New solution promises to link Net markets

NEW YORK, N.Y. -- DECEMBER 18, 2000 -- If, as IT research firm Aberdeen Group asserted recently, achieving liquidity is key to a Net marketplace's survival, Portland, Ore.-based GlobalExchange may have developed a lifeline to help the markets reach that goal.

GlobalExchange was set to announce the release of its EX3 Technology in New York on Tuesday. The company says that EX3 will enable online exchanges using almost any B2B software platform to communicate and to share buyers and sellers.

By linking the markets using GlobalExchange's proprietary exchange-to-exchange (E2E) networking solution, EX3 Technology lets a seller post a product on one exchange and have a buyer bid on it in real time from any other member exchange.

In a November report entitled "Net Markets Pursue Their Holy Grail: Liquidity," Boston, Mass.-based Aberdeen Group defined liquidity for online exchanges as being a critical mass of buyers, sellers and value-added services to support a steady stream of transactions. "Liquidity is the blood supply to the Net market," Aberdeen wrote. "It alone does not sustain life, but life cannot exist without it."

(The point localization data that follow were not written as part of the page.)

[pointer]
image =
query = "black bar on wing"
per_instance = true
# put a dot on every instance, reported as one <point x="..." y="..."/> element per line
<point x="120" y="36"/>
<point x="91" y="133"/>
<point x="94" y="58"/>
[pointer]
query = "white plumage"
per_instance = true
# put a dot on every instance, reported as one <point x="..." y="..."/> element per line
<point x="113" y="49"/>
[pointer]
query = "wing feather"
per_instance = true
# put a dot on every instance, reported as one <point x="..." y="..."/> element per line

"Just a couple of years ago, B2B exchanges were seen as the Holy Grail of electronic commerce, but they haven't delivered on the early promise," said GlobalExchange founder and CEO Tony Schwartz. "Most exchanges have not been able to generate enough liquidity to attract a critical mass of users. GlobalExchange's goal with the new EX3 Technology is to fuel B2B liquidity by acting as a central hub to expedite transactions across exchanges."

EX3 Technology is a Java-based technology using standard XML protocols. Serving as a dynamic hub linking seller product offerings and buyer bids, EX3 displays all products in vertical market categories listed on any EX3-networked exchange. New product listings and bids on one exchange are instantly and automatically replicated on all similar vertical sites.

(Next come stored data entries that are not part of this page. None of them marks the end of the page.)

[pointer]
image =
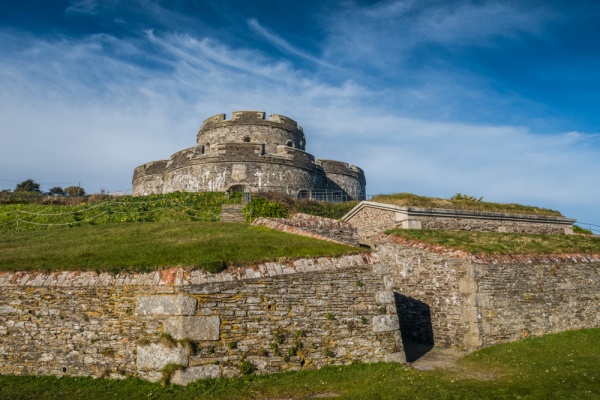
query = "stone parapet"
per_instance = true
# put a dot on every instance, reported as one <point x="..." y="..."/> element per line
<point x="372" y="218"/>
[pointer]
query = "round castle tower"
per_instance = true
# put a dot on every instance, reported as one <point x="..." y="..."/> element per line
<point x="249" y="152"/>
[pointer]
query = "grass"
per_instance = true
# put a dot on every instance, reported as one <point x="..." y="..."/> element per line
<point x="412" y="200"/>
<point x="504" y="243"/>
<point x="150" y="246"/>
<point x="561" y="366"/>
<point x="97" y="210"/>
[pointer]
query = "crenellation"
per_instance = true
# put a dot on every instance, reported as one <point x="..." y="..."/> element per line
<point x="252" y="152"/>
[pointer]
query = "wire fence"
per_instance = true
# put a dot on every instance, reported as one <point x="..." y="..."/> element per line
<point x="175" y="207"/>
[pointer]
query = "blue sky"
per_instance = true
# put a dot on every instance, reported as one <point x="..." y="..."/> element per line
<point x="490" y="98"/>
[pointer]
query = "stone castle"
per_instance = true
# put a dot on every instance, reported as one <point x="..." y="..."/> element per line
<point x="249" y="152"/>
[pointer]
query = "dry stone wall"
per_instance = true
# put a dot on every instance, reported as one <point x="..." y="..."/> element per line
<point x="305" y="314"/>
<point x="454" y="299"/>
<point x="531" y="299"/>
<point x="250" y="151"/>
<point x="372" y="218"/>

Coded access filters let members control which products appear on their exchange. For example, an agricultural site could restrict listings to farm equipment, produce and livestock, while excluding cosmetics, building materials and electronics.

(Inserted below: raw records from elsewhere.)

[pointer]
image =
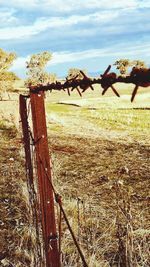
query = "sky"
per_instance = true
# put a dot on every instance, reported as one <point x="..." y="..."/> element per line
<point x="85" y="34"/>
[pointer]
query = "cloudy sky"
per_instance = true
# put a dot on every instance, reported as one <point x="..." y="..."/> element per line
<point x="87" y="34"/>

"The challenge is to make the link global, instant and seamless, so we unify the highly fragmented B2B markets by removing traditional inefficiencies for both buyer and seller," Schwarz said. "This is virtually impossible as long as exchanges continue to operate as isolated islands of commerce.

GlobalExchanges said that the EX3 Technology network is just the first of a suite of exchange-to-exchange products and services it plans to launch in 2001.